Le media éthiopien The Capital confirme une timide nouvelle orientation logistique : « Au cours de l’exercice budgétaire indiqué, les navires de l’ESL ont jeté l’ancre à Massawa, Berbera, Mombasa et dans d’autres ports. L’ESL s’est fixé pour objectif d’étendre ses services au commerce transfrontalier en augmentant le nombre de navires appropriés. » [2].

Lamu

Mise en concurrence des ports régionaux
Le plus grand navire de la flotte d’Ethiopian Shipping & Logistique Services Entreprise (ESLE), Abbay II [3], a accosté pour la première fois au port de Lamu dans la nuit du 8 mai dernier. Il venait y décharger 60 000 tonnes d’engrais agricoles. Cette marchandise a été ensachée dans des sacs de 25 kilos, puis chargée sur des milliers de camions avant d’être acheminées par la route jusqu’à Addis Abeba, soit une distance de 1700 kilomètres dont 677 en territoire kenyan.
Pour accueillir le vaisseau amiral de la flotte éthiopienne, les autorités portuaires de Lamu se sont pliées en quatre, puisque, ce port en quasi sommeil depuis son inauguration n’avait auparavant réalisé qu’une seule fois la manipulation d’engrais. Pour répondre à la demande, comme le souligne un media kenyan, elles auraient engagé d’importants investissements.
« L’arrivée du MV Abbay II coïncide avec l’acquisition récente par la KPA de trois grues portiques navire-terre, un investissement destiné à améliorer l’efficacité opérationnelle du port commercial.
La cargaison d’engrais sera rapidement déchargée et emballée sur le quai avant d’entamer son voyage par voie terrestre à travers le corridor jusqu’à la ville de Moyale, puis jusqu’à sa destination finale en Éthiopie.
Afin de réduire sa dépendance à l’égard de Djibouti, l’Éthiopie, principal importateur via ce port, a précisé que le port de Lamu accueillerait les cargaisons d’engrais et de bétail. » L’auteur Gerald Andae ajoute que « néanmoins, la sous-performance actuelle du port de Lamu représente un défi pour le projet de corridor LAPSSET, qui repose sur des activités commerciales dynamiques dans le port. » [4].
En concluant, ainsi son article, Gerald Andae ne se doutait pas que ses craintes se seraient révélées à ce point justes… Muluken Yewondwossen, dans une publication de mars dernier, exprimait des inquiétudes similaires, pointant notamment des coûts opérationnels plus élevés qu’à Djibouti. « Comparé à Djibouti, l’utilisation du plus grand port du Kenya est plus coûteuse en raison de sa destination. » [5]. Et en effet, cette première expérience de déchargement du navire et d’ensachage de plus de 60 000 tonnes d’engrais agricoles n’a pas été de tout repos. Le navire Abbay II, arrivé le 8 mai au soir au port de Lamu, n’est parvenu que 23 jours plus tard, le 1er juin, qu’à 26 000 tonnes sur les 60 000 qu’il transporte. Le 1er juin, seules 940 tonnes ont été déchargées… Au rythme actuel, le navire n’aura achevé son déchargement que vers le 10 juillet.

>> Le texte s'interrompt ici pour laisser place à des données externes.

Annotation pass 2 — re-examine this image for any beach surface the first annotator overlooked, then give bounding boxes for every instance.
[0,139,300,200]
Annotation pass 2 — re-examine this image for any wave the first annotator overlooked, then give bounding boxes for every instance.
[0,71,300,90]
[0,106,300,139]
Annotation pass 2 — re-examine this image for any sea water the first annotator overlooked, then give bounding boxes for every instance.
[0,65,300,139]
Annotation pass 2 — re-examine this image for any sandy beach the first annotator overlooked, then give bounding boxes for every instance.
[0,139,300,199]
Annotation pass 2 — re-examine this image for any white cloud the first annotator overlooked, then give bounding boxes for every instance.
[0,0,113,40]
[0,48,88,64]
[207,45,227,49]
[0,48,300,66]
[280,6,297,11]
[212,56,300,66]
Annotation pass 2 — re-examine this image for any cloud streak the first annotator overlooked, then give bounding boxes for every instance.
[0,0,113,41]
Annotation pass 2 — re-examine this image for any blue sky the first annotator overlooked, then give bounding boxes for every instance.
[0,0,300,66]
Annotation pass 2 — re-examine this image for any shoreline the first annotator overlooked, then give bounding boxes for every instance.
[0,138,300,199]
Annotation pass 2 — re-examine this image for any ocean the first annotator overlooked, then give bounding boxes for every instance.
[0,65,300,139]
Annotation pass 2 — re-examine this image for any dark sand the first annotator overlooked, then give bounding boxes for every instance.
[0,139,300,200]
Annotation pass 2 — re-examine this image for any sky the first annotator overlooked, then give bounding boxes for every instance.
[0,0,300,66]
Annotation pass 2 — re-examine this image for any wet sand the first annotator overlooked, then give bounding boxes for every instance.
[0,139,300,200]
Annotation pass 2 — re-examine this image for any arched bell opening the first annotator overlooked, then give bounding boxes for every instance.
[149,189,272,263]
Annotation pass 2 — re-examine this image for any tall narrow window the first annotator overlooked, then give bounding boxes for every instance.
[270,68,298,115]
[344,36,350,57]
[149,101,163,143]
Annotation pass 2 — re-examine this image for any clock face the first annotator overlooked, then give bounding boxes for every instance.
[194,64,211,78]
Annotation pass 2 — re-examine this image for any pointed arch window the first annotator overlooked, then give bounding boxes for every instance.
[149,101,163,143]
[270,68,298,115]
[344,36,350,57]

Les principaux goulots d’étranglement
La raison de cette situation extraordinaire s’explique sans doute par le sous-équipement du port de Lamu, dépourvu de bras articulés modernes pour effectuer le déchargement de manière rapide, ou de bandes transporteuses comme à Djibouti. L’inexistence de silos ou de hangars adaptés au stockage de fertilisant, explique aussi sans doute pourquoi le port de Lamu vient de battre le record continental du plus mauvais rendement de déchargement de fertilisants… Les opérations d’ensachage, le chargement des camions, se font directement sur les quais, a même le navire, à l’ancienne. L’Ethiopian Shipping & Logistique Services Entreprise qui espérait optimiser ses charges logistiques en optant pour Lamu, voit au contraire ses coûts exploser, puisque les principaux leviers d’amélioration de la logistique à ce jour repose sur la réduction des délais d’attente et de déchargement pour limiter les frais d’immobilisation des vraquiers. Cette amélioration est liée notamment à la dimension des infrastructures portuaires, l’aménagement de quais capables d’accueillir et de décharger rapidement des navires vraquiers de très grande taille pour permettre des économies d’échelle. Dans la Corne de l’Afrique ces capacités logistiques n’existent qu’à Djibouti.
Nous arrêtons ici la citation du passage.